180814 15:50:02 mysqld_safe Starting mysqld daemon with databases from /usr/local/mysql/data
[root@tango-01 bin]# ps -ef|grep mysql
2)创建MySQL表
[root@tango-01 bin]# ./mysql -u root -proot
mysql> use test;
mysql> create table test_spark(id int(4),info char(8),name char(20),sex char(2));
mysql> show tables;
+----------------+
| Tables_in_test |
+----------------+
| test_spark |
+----------------+
2 rows in set (0.00 sec)
3)向MySQL中写入数据
启动ipython notebook
PYSPARK_DRIVER_PYTHON=jupyter PYSPARK_DRIVER_PYTHON_OPTS="notebook" HADOOP_CONF_DIR=/usr/local/spark/hadoop-2.9.0/etc/hadoop pyspark
建立MySQL连接,写入数据
from pyspark import SparkContext
from pyspark import SparkConf
import pymysql
rawData=['1,info1,tango,F','2,info2,zhangsan,M']

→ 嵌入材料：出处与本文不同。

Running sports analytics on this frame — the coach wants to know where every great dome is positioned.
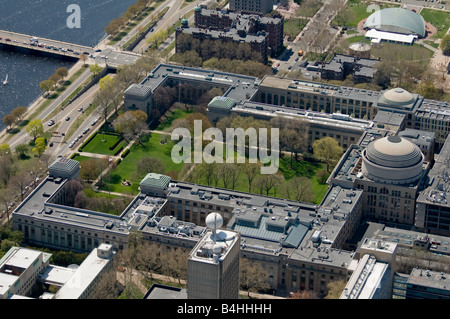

conn = pymysql.connect(user="root",passwd="xxxxxx",host="192.168.112.10",db="test",charset="utf8")
cursor=conn.cursor()
for i in range(len(rawData)):
retData=rawData[i].split(',')
id = retData[0]
info = retData[1]
name = retData[2]
sex = retData[3]
sql = "insert into test_spark(id,info,name,sex) values('%s','%s','%s','%s')" %(id,info,name,sex)
cursor.execute(sql)
conn.commit()
conn.close()
查询MySQL表数据
1.3 Spark读取MySQL数据
1)下载mysql-connect-java驱动,并存放在spark目录的jars下
2)运行pyspark,执行以下语句
[root@tango-spark01 jars]# pyspark
>>> from pyspark.sql import SQLContext
>>> sqlContext = SQLContext(sc)
>>> dataframe_mysql = sqlContext.read.format("jdbc").\
... options(url="jdbc:mysql://192.168.112.10:3306/test", driver="com.mysql.jdbc.Driver",
... dbtable="test_spark", user="root", password="xxxxxx").load()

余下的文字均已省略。